The total number of people who have died since the start of the pandemic in the United States is now 7,40. Trump told a White House briefing that the Centers for Disease Control and Prevention (CDC) was urging people to wear face coverings like scarves or homemade cloth masks.
Washington DC: The United States recorded nearly 1,500 deaths from COVID-19 between Thursday and Friday, according to the Johns Hopkins University tracker, the worst 24-hour death toll globally since the pandemic began.
With 1,480 deaths counted between 8:30 pm(0030 GMT) on Thursday and the same time Friday, according to the university's continuously updated figures, the total number of people who have died since the start of the pandemic in the United States is now 7,406.
President Donald Trump on Friday recommended that Americans cover their faces with masks when outdoors, a policy U-turn following growing scientific research suggesting their widespread use can stem the spread of the coronavirus.
Citing the US Centre for Disease Control and Prevention (CDC), Trump urged people to wear face coverings like scarves or homemade cloth
masks, but to keep medical-grade masks available for the health workers.

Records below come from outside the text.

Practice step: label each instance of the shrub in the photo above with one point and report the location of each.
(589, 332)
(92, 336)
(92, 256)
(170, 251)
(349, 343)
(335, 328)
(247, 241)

"It's going to be really a voluntary thing," he underlined. "You don't have to do it and I'm choosing not to do it, but some people may want
to do it and that's okay."
Trump said he would not be wearing one "as I greet Presidents, Prime Ministers, dictators, kings, queens, I don't know, it somehow, I don't
see it for myself."
"The CDC is not recommending the use of medical-grade or surgical-grade masks. Those needs to be used for medical people working to save the lives of Americans. Medical protective gear must be reserved for the front-line healthcare workers who are performing those vital services," he said.
CDC has recommended that Americans wear basic cloth or fabric masks that can be either purchased online or simply made at home.
Speaking to Fox News on Friday, Anthony Fauci, head of infectious diseases at the National Institutes of Health, cited "recent information that the virus can actually be spread even when people just speak as opposed to coughing and sneezing."
Days earlier, the CDC's Robert Redfield said up to a quarter of people who are infected may be asymptomatic.
Taken together, the developments represent powerful arguments in favour of the widespread use of facial coverings.